Colonel Aureliano Buendía says this to Don Apolinar Moscote in Chapter 5, as he decides to rebel against the Conservative government. Although Aureliano is initially horrified by the indiscriminate violence of the Liberal leaders in Macondo, the occupation of the Conservatives and their violent abuses of power force Colonel Aureliano Buendía’s hand. Not fully in step with either side, he decides that he will wage war his own way to fight for what he believes is just. This moment marks the transition from Aureliano the withdrawn boy to the mysterious military leader Colonel Aureliano Buendía.
“What worries me,” he went on, “is that out of so much hatred for the military, out of fighting them so much and thinking about them so much, you’ve ended up as bad as they are. And no ideal in life is worth that much baseness.”
General Moncada says these words to Colonel Aureliano Buendía in Chapter 8, after Colonel Aureliano Buendía’s military tribunal has sentenced Moncada to death. Far from being concerned about his own death, Moncada is worried about Aureliano’s soul. Although on opposite sides, both men have maintained a friendship because they recognize the hypocrisies and injustices inherent in the structures that maintain war, politicians, and military hierarchy. By allowing for General Moncada’s death, Aureliano is sacrificing his ability to see the personal ties that political ideals erase simply to keep the war going.
His only happy moments, since that remote afternoon when his father had taken him to see ice, had taken place in his silver workshop where he passed the time putting little gold fishes together.

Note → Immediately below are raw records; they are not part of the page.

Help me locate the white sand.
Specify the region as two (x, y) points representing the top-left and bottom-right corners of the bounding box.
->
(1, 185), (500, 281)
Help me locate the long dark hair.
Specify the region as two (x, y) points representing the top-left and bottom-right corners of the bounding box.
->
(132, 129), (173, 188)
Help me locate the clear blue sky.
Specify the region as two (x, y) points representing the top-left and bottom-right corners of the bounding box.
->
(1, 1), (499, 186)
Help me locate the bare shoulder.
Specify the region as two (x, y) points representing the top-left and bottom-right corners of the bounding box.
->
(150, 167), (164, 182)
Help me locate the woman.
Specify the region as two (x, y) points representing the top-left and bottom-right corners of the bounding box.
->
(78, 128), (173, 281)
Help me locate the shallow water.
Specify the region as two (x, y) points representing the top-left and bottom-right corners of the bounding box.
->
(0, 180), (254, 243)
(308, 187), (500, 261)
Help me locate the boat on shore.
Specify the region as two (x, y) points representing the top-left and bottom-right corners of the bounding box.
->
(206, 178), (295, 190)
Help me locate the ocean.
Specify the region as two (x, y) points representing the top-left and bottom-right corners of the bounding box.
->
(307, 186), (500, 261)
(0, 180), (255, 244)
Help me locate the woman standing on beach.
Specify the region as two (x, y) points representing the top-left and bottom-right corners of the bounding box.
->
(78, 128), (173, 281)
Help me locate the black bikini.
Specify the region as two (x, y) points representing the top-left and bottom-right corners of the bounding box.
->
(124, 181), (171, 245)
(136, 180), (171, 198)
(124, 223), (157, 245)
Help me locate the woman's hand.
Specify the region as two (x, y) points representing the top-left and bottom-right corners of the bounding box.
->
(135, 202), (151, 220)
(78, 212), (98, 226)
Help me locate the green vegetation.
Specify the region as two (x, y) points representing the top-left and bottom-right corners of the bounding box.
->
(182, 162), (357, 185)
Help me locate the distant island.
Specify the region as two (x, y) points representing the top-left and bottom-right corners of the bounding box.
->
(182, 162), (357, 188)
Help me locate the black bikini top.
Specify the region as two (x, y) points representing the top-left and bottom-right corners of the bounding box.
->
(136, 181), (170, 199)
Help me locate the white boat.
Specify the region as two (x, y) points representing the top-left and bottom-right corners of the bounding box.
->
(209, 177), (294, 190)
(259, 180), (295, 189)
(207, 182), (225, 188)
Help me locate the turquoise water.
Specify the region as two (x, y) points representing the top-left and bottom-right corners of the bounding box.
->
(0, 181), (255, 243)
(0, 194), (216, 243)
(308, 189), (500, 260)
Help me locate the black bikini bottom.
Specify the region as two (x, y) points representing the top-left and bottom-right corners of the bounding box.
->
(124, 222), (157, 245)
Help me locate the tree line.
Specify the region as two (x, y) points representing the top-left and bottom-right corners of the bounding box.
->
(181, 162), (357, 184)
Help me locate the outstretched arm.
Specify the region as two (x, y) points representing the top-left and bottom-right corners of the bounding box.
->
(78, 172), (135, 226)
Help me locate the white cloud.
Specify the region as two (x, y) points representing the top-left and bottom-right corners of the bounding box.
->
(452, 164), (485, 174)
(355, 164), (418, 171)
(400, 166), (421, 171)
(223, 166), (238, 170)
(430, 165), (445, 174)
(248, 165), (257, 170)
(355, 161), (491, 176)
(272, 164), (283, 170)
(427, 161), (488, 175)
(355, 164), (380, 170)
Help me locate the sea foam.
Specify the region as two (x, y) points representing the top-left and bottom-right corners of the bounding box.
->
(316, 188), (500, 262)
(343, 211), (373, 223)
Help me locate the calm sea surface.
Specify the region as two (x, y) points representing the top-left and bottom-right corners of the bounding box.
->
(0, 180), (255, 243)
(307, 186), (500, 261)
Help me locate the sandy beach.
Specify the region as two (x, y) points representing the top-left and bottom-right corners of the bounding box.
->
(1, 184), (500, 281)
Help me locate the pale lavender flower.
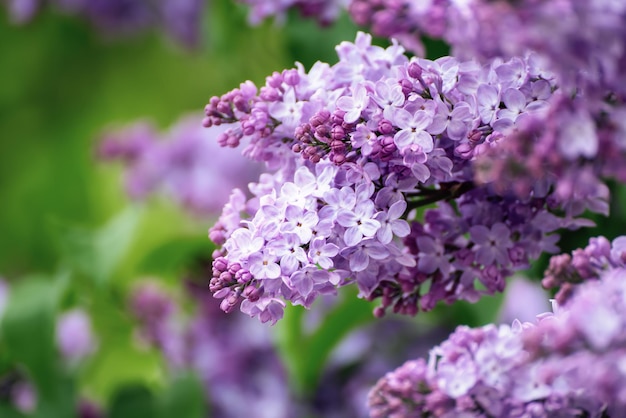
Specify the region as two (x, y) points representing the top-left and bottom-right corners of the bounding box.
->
(336, 84), (370, 124)
(469, 223), (513, 267)
(374, 199), (410, 244)
(56, 309), (96, 364)
(336, 201), (380, 246)
(308, 237), (339, 269)
(390, 107), (434, 152)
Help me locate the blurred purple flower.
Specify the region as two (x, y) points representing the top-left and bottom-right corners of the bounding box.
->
(99, 115), (262, 217)
(56, 309), (97, 364)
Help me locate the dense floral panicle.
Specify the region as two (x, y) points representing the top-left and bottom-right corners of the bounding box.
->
(369, 238), (626, 417)
(99, 115), (261, 216)
(348, 2), (626, 200)
(204, 32), (618, 323)
(238, 0), (348, 25)
(3, 0), (204, 47)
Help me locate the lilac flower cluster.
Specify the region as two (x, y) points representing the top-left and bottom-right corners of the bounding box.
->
(348, 0), (626, 93)
(542, 235), (626, 305)
(239, 0), (347, 25)
(369, 236), (626, 417)
(348, 0), (626, 200)
(204, 32), (608, 323)
(4, 0), (204, 47)
(99, 115), (262, 216)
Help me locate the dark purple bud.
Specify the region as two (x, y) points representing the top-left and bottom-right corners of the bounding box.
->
(243, 285), (264, 302)
(407, 62), (423, 78)
(219, 271), (233, 283)
(259, 86), (280, 101)
(241, 120), (255, 136)
(331, 139), (346, 152)
(400, 78), (413, 96)
(213, 257), (228, 272)
(220, 298), (237, 313)
(378, 119), (394, 134)
(332, 153), (346, 164)
(315, 125), (330, 138)
(233, 95), (249, 113)
(266, 71), (283, 88)
(468, 129), (483, 143)
(331, 125), (345, 140)
(282, 69), (300, 86)
(216, 101), (233, 117)
(236, 269), (253, 284)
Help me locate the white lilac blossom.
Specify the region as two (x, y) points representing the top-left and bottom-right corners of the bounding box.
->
(99, 115), (262, 217)
(204, 32), (610, 323)
(369, 236), (626, 417)
(3, 0), (204, 48)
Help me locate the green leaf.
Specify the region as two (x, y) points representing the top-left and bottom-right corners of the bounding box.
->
(0, 404), (26, 418)
(53, 207), (141, 285)
(139, 236), (214, 276)
(157, 373), (207, 418)
(81, 334), (163, 402)
(108, 384), (156, 418)
(0, 275), (75, 417)
(275, 288), (377, 396)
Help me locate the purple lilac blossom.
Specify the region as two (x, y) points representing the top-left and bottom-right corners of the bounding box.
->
(2, 0), (204, 48)
(204, 32), (610, 323)
(99, 115), (262, 217)
(369, 237), (626, 416)
(348, 1), (626, 200)
(542, 235), (626, 305)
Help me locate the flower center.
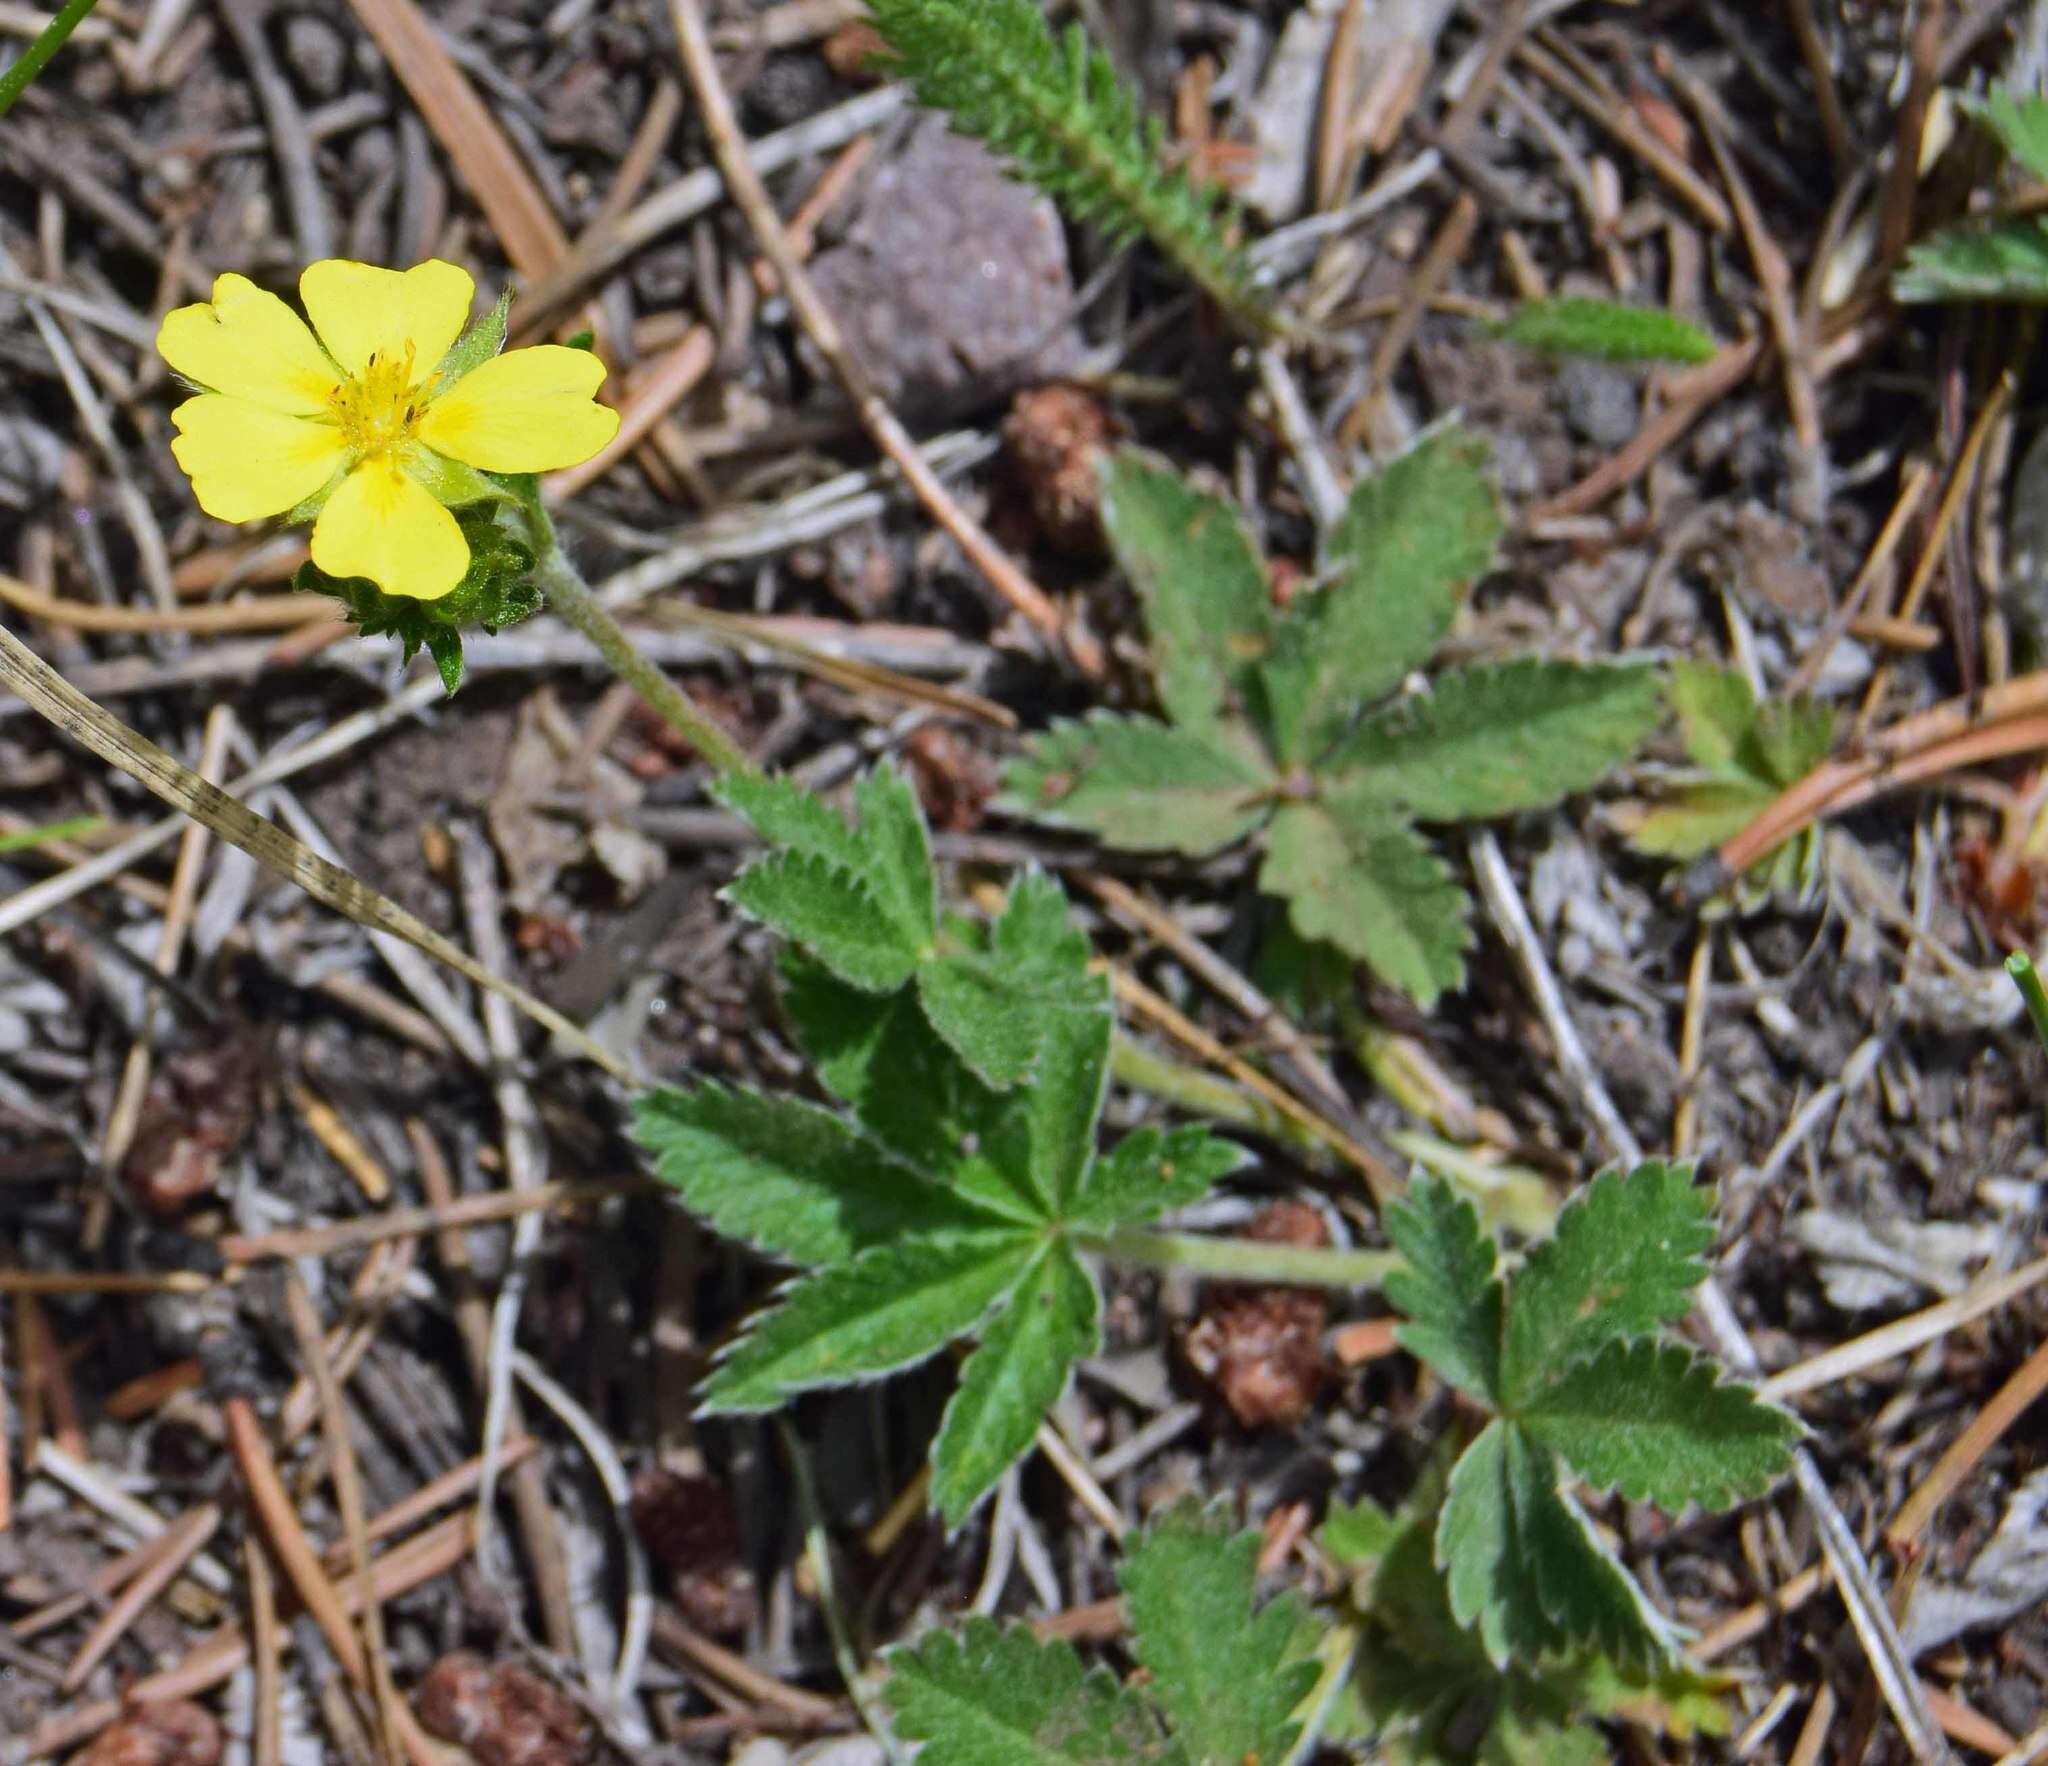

This quotation comes from Chapter 9, as Colonel Aureliano Buendía considers his solitude. He has just sanctioned the execution of his closest friend, Colonel Gerineldo Márquez, for high treason because he disagrees with Aureliano’s dilution of their ideals. Aureliano has only found happiness in his fish-making, a solitary activity that involves extreme concentration and patience, and results in something that is perhaps not worth the time it took. Similarly, all the effort and bloodshed he has put into this endless war has resulted in no real change or gain.
She reached the conclusion that the son for whom she would have given her life was simply a man incapable of love.
This quotation comes from Chapter 13, as Úrsula’s eyesight begins to decline. Barely able to look outside, Úrsula turns her sight inward and examines her life and children. Here she realizes that Aureliano, despite being a man of such great passion that he has seventeen sons and becomes a military legend, is nevertheless unable to feel love or tenderness. His lack of true feeling means that he is able to recover from Remedios’s death quickly, and also why he can continue fighting an endless war. He never makes a lasting connection that he isn’t able to sacrifice.